How to pay off debt with a credit card
While a balance transfer card may be a tool to help you pay off debt, it’s not a magic solution. Paying off debt and keeping it under control involves a number of important steps. Here are some of the big ones:
Know how much you owe
When debt starts piling up, it’s often easier to ignore what you owe than to crunch the numbers. However, the first step to getting out of debt is knowing the full amount in black and white. So, sit down with all of your bills — car loan, medical bills, credit cards, etc. — and make a list of what you currently owe for each bill. Make sure you note any interest rates that will be added on as well (these are an important factor in paying off your debt).
Make a debt payoff plan
There are a variety of balance transfer cards out there that will offer you a 0 percent intro APR period to help you pay off the debt you’ve transferred. The best balance transfer cards offer 0 percent intro APR periods for 15 to 21 months, after which you’ll be responsible for any remaining balance plus added interest. Before transferring your debt, take the time to figure out how much you will need to pay each month to pay off the debt before your 0 percent intro APR offer ends. If you need some help crunching the numbers, try out our credit card payoff calculator.
Create a payment schedule
Once you’ve calculated how much you’ll need to pay each month to pay off your debt, make a payment schedule — and stick to it. Late fees will only add to your existing debt, so it’s important that you pay your bills on time. If you have the option, set up automatic payments to ensure consistent payments and help avoid late or missed payments.
Handle high-interest debt first
If you are dealing with debt from multiple places, handle your high-interest debt first. A balance transfer card’s 0 percent intro APR period will give you a chance to pay off that debt without having to worry about paying high interest for a while.

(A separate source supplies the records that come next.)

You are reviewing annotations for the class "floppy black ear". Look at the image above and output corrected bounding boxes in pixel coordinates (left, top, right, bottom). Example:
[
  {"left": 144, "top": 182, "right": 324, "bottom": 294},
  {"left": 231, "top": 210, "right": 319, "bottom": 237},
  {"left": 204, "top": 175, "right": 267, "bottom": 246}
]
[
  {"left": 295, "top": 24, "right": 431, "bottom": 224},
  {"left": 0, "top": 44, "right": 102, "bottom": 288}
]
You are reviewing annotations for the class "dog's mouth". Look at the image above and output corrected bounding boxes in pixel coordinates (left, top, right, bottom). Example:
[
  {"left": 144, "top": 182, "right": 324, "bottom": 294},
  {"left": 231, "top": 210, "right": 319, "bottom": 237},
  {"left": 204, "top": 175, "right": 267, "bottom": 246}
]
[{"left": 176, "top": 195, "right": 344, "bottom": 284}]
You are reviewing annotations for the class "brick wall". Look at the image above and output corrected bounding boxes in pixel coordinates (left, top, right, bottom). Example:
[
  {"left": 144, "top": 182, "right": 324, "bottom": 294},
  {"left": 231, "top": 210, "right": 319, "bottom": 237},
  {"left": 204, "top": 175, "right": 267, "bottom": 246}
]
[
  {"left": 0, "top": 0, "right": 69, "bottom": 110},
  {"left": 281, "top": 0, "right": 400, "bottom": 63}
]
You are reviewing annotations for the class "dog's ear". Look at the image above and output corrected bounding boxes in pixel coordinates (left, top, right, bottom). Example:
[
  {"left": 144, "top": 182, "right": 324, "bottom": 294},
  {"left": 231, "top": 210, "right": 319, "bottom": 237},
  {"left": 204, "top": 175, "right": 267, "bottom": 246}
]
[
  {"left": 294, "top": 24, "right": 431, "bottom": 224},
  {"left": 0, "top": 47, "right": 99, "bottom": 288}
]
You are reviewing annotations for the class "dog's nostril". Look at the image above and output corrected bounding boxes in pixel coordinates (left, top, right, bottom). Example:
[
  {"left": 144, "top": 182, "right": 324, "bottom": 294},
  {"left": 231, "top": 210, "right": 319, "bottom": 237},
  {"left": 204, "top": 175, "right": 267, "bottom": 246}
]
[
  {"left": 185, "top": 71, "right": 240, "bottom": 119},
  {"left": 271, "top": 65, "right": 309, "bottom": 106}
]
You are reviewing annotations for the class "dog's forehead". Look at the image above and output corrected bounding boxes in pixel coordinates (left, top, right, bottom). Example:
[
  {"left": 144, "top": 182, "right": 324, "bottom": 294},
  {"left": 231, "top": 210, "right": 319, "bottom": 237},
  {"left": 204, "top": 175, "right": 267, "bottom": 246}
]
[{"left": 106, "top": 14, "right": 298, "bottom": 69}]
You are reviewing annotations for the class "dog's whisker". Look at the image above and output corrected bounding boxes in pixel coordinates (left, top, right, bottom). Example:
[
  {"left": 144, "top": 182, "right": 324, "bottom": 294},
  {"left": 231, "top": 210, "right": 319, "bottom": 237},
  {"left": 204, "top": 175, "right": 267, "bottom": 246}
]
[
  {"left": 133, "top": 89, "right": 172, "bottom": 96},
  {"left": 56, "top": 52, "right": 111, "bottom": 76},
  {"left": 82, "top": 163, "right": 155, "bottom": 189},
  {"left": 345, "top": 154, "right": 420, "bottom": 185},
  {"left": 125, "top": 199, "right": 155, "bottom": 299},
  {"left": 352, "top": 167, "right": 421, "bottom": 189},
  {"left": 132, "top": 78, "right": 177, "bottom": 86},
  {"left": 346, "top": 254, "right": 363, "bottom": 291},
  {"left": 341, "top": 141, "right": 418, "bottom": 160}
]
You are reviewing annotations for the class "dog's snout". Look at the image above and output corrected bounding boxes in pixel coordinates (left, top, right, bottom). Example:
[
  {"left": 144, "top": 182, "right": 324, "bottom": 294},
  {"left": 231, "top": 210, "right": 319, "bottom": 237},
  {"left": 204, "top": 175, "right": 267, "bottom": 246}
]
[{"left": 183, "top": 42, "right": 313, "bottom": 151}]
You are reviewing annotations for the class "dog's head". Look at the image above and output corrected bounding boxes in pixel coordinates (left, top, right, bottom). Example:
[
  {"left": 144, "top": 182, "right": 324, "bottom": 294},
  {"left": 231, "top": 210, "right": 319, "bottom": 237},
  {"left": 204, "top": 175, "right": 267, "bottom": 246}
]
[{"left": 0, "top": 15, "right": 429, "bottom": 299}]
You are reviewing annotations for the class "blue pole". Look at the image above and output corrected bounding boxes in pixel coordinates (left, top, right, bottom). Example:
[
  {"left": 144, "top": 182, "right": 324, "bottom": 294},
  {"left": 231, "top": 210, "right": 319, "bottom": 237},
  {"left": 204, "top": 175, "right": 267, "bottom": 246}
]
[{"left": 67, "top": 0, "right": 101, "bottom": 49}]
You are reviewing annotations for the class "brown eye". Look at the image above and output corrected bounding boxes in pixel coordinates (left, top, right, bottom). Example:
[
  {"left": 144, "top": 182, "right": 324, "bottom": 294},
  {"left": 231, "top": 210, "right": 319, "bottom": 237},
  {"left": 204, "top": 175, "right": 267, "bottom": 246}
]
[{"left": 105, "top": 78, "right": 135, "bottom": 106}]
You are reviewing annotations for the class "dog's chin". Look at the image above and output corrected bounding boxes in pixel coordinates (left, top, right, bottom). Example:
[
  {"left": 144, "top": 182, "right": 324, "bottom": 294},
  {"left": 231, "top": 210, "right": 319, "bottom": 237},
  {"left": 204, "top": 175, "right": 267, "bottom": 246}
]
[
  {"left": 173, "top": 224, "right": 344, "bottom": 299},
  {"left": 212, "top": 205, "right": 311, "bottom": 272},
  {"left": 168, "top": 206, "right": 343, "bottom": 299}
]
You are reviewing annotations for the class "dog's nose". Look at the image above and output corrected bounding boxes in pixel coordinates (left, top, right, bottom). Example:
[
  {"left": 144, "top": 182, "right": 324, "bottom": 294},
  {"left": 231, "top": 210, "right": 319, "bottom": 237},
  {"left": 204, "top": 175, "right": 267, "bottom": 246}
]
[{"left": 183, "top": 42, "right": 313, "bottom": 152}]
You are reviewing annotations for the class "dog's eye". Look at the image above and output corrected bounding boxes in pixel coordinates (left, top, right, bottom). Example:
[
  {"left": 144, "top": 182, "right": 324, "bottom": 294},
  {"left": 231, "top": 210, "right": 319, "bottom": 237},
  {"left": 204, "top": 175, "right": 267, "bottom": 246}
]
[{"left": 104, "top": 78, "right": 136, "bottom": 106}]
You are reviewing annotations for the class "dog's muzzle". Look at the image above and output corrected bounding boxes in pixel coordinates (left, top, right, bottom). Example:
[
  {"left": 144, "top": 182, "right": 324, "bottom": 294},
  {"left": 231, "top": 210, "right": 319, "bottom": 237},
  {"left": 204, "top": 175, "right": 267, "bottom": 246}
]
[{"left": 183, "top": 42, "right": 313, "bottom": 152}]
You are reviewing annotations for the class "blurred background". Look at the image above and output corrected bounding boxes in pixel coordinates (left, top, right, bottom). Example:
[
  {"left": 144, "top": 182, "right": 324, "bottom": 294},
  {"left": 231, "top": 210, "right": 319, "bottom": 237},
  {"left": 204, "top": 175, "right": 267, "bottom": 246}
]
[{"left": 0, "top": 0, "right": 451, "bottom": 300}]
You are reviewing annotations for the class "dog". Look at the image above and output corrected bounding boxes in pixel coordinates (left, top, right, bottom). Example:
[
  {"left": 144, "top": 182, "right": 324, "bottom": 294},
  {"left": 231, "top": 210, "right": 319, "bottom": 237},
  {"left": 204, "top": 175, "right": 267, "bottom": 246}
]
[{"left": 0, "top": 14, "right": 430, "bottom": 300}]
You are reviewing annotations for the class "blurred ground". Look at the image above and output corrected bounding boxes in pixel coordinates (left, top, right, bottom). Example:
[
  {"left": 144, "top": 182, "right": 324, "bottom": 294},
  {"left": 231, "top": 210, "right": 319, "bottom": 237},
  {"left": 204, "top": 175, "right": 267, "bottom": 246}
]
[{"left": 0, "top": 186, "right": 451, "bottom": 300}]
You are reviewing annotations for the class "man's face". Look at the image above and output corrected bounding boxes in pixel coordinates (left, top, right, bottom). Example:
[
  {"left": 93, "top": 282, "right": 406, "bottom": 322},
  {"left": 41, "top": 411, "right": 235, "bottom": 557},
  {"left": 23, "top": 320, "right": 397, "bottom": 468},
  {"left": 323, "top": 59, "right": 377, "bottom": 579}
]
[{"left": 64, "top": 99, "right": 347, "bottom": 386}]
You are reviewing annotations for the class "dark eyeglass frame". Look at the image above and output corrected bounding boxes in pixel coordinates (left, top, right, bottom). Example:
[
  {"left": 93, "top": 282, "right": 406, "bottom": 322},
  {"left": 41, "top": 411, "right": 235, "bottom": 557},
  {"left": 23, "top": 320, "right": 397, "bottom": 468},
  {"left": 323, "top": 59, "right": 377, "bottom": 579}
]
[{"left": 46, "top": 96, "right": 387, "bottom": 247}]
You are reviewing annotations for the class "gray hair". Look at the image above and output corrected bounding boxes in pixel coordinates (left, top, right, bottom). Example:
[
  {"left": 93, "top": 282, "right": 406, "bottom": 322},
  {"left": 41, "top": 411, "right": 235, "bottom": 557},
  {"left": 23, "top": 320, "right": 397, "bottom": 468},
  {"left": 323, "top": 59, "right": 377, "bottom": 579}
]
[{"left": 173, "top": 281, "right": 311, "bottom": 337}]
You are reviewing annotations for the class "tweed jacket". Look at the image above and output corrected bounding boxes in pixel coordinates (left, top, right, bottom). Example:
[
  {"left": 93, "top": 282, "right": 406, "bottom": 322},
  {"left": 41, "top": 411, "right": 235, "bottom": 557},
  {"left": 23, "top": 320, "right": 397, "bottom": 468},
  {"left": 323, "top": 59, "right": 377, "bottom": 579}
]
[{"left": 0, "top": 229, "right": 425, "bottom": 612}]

For other debts, continue to pay your minimum payment each month until the high-interest debt is taken care of.
Use available tools
Paying off debt starts with knowing where you stand. Consumers can get a free copy of their credit report from AnnualCreditReport.com or from any of the three credit bureaus — Equifax, Experian or TransUnion. Additionally, most banks provide free access to credit scores, which is an easy way to quickly check and monitor your current score.
Another tool that’s helpful for debt repayment is setting up account alerts for when payments are due. This is especially helpful if setting up auto payments is not an option.
Keep your options open
Balance transfer cards are helpful tools, but they aren’t for everyone. If your credit is not in a good place to add another card to your rotation, you may want to look at other options for paying off credit card debt. For instance, you could look into a debt management service to help you negotiate payment options with your creditors. Or you could pay off the credit card debt with a personal loan, as those loans may have lower interest rates than credit cards.
The bottom line
Paying off credit card debt feels amazing, and a balance transfer card can often be the key to getting there. However, paying off debt may not last very long if your spending habits don’t change. As you work to pay off your debt, also come up with a working budget for your current and future spending to keep your debt in check.